Partijen hebben daarna de volgende stukken ingediend:
- memorie van grieven, met producties;
- memorie van antwoord, met producties;
- akte van [appellant] .
Ten slotte is arrest gevraagd.
[appellant] heeft geconcludeerd dat het hof het bestreden vonnis zal vernietigen en - uitvoerbaar bij voorraad - de vorderingen van Aromedia alsnog zal afwijzen, met veroordeling van Aromedia in de kosten van het geding in beide instanties.

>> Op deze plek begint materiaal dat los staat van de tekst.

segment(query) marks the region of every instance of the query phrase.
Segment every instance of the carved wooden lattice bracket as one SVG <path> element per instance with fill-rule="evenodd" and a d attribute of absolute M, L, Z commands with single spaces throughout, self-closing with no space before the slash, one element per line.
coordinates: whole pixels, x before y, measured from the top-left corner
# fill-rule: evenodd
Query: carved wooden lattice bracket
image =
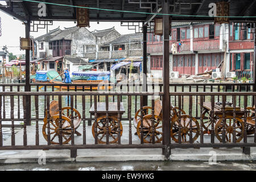
<path fill-rule="evenodd" d="M 38 29 L 44 29 L 49 25 L 53 25 L 52 21 L 31 21 L 30 24 L 30 32 L 37 32 Z"/>

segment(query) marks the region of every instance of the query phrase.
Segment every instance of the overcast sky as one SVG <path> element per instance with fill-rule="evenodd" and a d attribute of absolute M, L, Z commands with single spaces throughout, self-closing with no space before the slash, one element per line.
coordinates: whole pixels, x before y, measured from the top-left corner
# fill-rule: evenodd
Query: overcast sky
<path fill-rule="evenodd" d="M 14 55 L 24 53 L 24 51 L 19 50 L 19 38 L 25 36 L 25 26 L 22 22 L 15 20 L 13 17 L 0 11 L 1 18 L 2 36 L 0 36 L 0 51 L 3 46 L 6 45 L 9 52 L 13 52 Z M 53 22 L 52 26 L 49 26 L 48 30 L 53 30 L 60 26 L 61 30 L 64 27 L 71 27 L 76 26 L 76 24 L 72 22 Z M 121 34 L 127 34 L 135 33 L 134 30 L 128 30 L 127 27 L 121 27 L 120 22 L 90 22 L 90 28 L 87 28 L 92 31 L 94 30 L 104 30 L 115 27 Z M 38 32 L 31 32 L 31 36 L 36 38 L 46 34 L 46 29 L 39 29 Z"/>

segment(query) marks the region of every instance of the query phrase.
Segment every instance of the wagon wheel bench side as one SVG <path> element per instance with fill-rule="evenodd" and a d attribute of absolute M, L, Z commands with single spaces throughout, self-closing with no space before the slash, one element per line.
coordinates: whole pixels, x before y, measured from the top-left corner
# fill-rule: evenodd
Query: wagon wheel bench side
<path fill-rule="evenodd" d="M 52 101 L 49 105 L 49 121 L 48 122 L 47 111 L 46 111 L 46 117 L 44 118 L 44 125 L 42 128 L 43 136 L 46 141 L 50 140 L 51 144 L 60 144 L 60 138 L 57 140 L 56 136 L 60 137 L 62 133 L 63 144 L 68 144 L 71 140 L 72 130 L 74 134 L 78 136 L 81 134 L 76 130 L 79 127 L 82 119 L 81 114 L 76 109 L 73 109 L 73 123 L 71 115 L 72 109 L 71 107 L 65 107 L 61 109 L 61 129 L 60 127 L 60 114 L 59 110 L 59 102 Z M 73 130 L 72 130 L 73 129 Z M 49 135 L 48 135 L 48 130 Z"/>
<path fill-rule="evenodd" d="M 205 130 L 208 130 L 209 131 L 208 127 L 212 125 L 213 122 L 210 115 L 210 111 L 212 110 L 211 103 L 207 102 L 204 102 L 203 109 L 203 114 L 208 113 L 209 117 L 206 122 L 203 122 L 203 126 L 205 126 L 204 128 Z M 245 114 L 244 110 L 240 107 L 236 107 L 236 118 L 234 121 L 235 125 L 234 126 L 233 109 L 233 107 L 226 106 L 225 113 L 225 119 L 223 119 L 222 106 L 216 104 L 214 105 L 213 122 L 215 124 L 215 126 L 214 130 L 215 135 L 221 142 L 222 142 L 222 135 L 224 129 L 225 129 L 225 130 L 226 131 L 225 136 L 226 142 L 232 142 L 234 133 L 236 134 L 236 142 L 240 142 L 243 137 L 244 122 L 242 118 Z M 205 115 L 203 114 L 202 118 L 204 118 L 204 116 Z M 207 126 L 205 125 L 206 123 L 208 123 Z M 235 127 L 235 130 L 234 130 L 234 127 Z M 205 133 L 205 132 L 204 132 L 204 133 Z"/>
<path fill-rule="evenodd" d="M 94 108 L 94 104 L 93 104 L 89 113 L 93 115 L 96 114 L 96 121 L 92 126 L 92 133 L 94 138 L 96 135 L 98 143 L 106 144 L 106 135 L 108 133 L 107 122 L 108 121 L 109 143 L 115 143 L 118 140 L 118 113 L 120 114 L 120 136 L 123 133 L 123 126 L 121 119 L 122 115 L 125 113 L 123 104 L 120 102 L 120 109 L 118 111 L 117 102 L 109 102 L 109 109 L 107 111 L 105 102 L 97 102 L 96 110 Z M 108 118 L 107 118 L 107 113 Z M 97 134 L 95 133 L 95 129 Z"/>

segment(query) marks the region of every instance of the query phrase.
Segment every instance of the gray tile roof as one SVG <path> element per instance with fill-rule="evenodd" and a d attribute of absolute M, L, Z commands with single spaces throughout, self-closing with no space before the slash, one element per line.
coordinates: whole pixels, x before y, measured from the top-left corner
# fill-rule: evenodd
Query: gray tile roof
<path fill-rule="evenodd" d="M 34 39 L 34 40 L 37 40 L 38 42 L 50 41 L 51 39 L 52 39 L 54 36 L 59 34 L 61 31 L 62 31 L 62 30 L 60 30 L 60 27 L 59 27 L 59 28 L 52 30 L 46 34 L 43 35 L 42 36 L 40 36 Z"/>
<path fill-rule="evenodd" d="M 78 57 L 65 57 L 65 59 L 71 61 L 74 64 L 85 64 L 88 63 L 87 61 L 85 61 L 84 59 Z"/>
<path fill-rule="evenodd" d="M 80 28 L 77 27 L 74 27 L 71 28 L 65 28 L 64 30 L 62 30 L 61 32 L 55 35 L 54 37 L 51 39 L 51 41 L 54 41 L 54 40 L 61 40 L 61 39 L 65 39 L 66 36 L 68 35 L 73 33 L 73 32 L 77 31 Z"/>
<path fill-rule="evenodd" d="M 130 42 L 141 42 L 143 38 L 143 35 L 142 33 L 122 35 L 106 45 L 119 44 Z"/>
<path fill-rule="evenodd" d="M 101 38 L 101 37 L 105 36 L 106 35 L 109 34 L 110 32 L 114 30 L 114 27 L 112 27 L 111 28 L 102 30 L 95 30 L 94 31 L 91 32 L 91 33 L 93 34 L 93 35 L 94 35 L 96 36 Z"/>

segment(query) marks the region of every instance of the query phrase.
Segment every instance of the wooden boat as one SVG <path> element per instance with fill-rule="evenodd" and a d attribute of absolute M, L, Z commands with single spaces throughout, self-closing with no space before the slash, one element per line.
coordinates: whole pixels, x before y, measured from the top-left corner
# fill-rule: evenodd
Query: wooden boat
<path fill-rule="evenodd" d="M 90 75 L 92 75 L 93 74 L 97 73 L 98 75 L 100 75 L 100 72 L 89 72 L 89 73 L 90 74 Z M 80 74 L 84 74 L 84 75 L 88 75 L 88 72 L 80 72 Z M 97 75 L 96 74 L 96 75 Z M 32 81 L 35 84 L 64 84 L 62 81 L 62 79 L 60 77 L 59 77 L 57 78 L 57 79 L 53 79 L 56 77 L 56 76 L 57 75 L 58 73 L 56 72 L 55 71 L 39 71 L 36 72 L 36 78 L 32 78 Z M 72 84 L 82 84 L 84 85 L 88 85 L 88 86 L 84 86 L 84 90 L 105 90 L 105 86 L 91 86 L 90 85 L 98 85 L 99 84 L 102 82 L 103 81 L 105 81 L 106 83 L 108 83 L 109 81 L 108 80 L 108 78 L 105 78 L 104 77 L 101 77 L 101 78 L 102 78 L 104 79 L 101 80 L 73 80 L 72 83 L 70 84 L 69 86 L 69 90 L 75 90 L 76 89 L 76 87 L 75 86 L 72 86 Z M 92 78 L 89 78 L 90 80 Z M 95 78 L 94 78 L 95 79 Z M 43 88 L 43 86 L 41 86 L 39 88 Z M 55 88 L 60 89 L 60 90 L 68 90 L 68 86 L 59 86 L 56 85 L 54 86 Z M 108 86 L 108 89 L 110 89 L 113 88 L 113 86 Z M 83 90 L 83 86 L 76 86 L 77 90 Z"/>

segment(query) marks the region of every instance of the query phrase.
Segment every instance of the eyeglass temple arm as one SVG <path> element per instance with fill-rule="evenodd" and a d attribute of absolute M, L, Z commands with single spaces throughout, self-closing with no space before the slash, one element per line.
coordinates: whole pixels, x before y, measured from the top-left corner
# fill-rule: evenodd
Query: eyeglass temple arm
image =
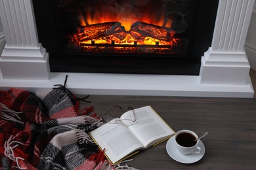
<path fill-rule="evenodd" d="M 133 108 L 132 107 L 128 107 L 128 109 L 133 110 L 133 116 L 134 116 L 134 122 L 136 122 L 136 117 L 135 117 L 135 112 L 134 112 Z"/>

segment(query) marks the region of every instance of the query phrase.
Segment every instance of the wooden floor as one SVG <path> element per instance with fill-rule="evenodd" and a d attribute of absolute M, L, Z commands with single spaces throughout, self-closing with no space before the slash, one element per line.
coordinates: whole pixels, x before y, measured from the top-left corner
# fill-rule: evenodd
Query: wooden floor
<path fill-rule="evenodd" d="M 151 105 L 175 131 L 188 129 L 199 135 L 209 132 L 202 139 L 205 153 L 196 163 L 183 164 L 173 160 L 166 151 L 165 141 L 133 156 L 134 160 L 126 163 L 133 167 L 140 170 L 255 169 L 255 98 L 91 95 L 87 99 L 91 103 L 81 101 L 80 107 L 93 106 L 92 114 L 99 116 L 116 105 L 124 112 L 130 106 Z M 109 114 L 120 116 L 115 111 Z"/>
<path fill-rule="evenodd" d="M 251 69 L 249 72 L 251 82 L 253 84 L 254 92 L 256 92 L 256 71 Z M 254 94 L 254 98 L 256 98 L 256 94 Z"/>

Aromedia heeft geconcludeerd tot bekrachtiging van het bestreden vonnis, met - uitvoerbaar bij voorraad - veroordeling van [appellant] in de kosten van het geding in hoger beroep met nakosten, te vermeerderen met de wettelijke rente indien niet binnen veertien dagen na dagtekening, althans niet binnen veertien dagen na betekening van het te wijzen arrest, hieraan is voldaan.
Beide partijen hebben in hoger beroep bewijs van hun stellingen aangeboden.

2.Feiten

2.1.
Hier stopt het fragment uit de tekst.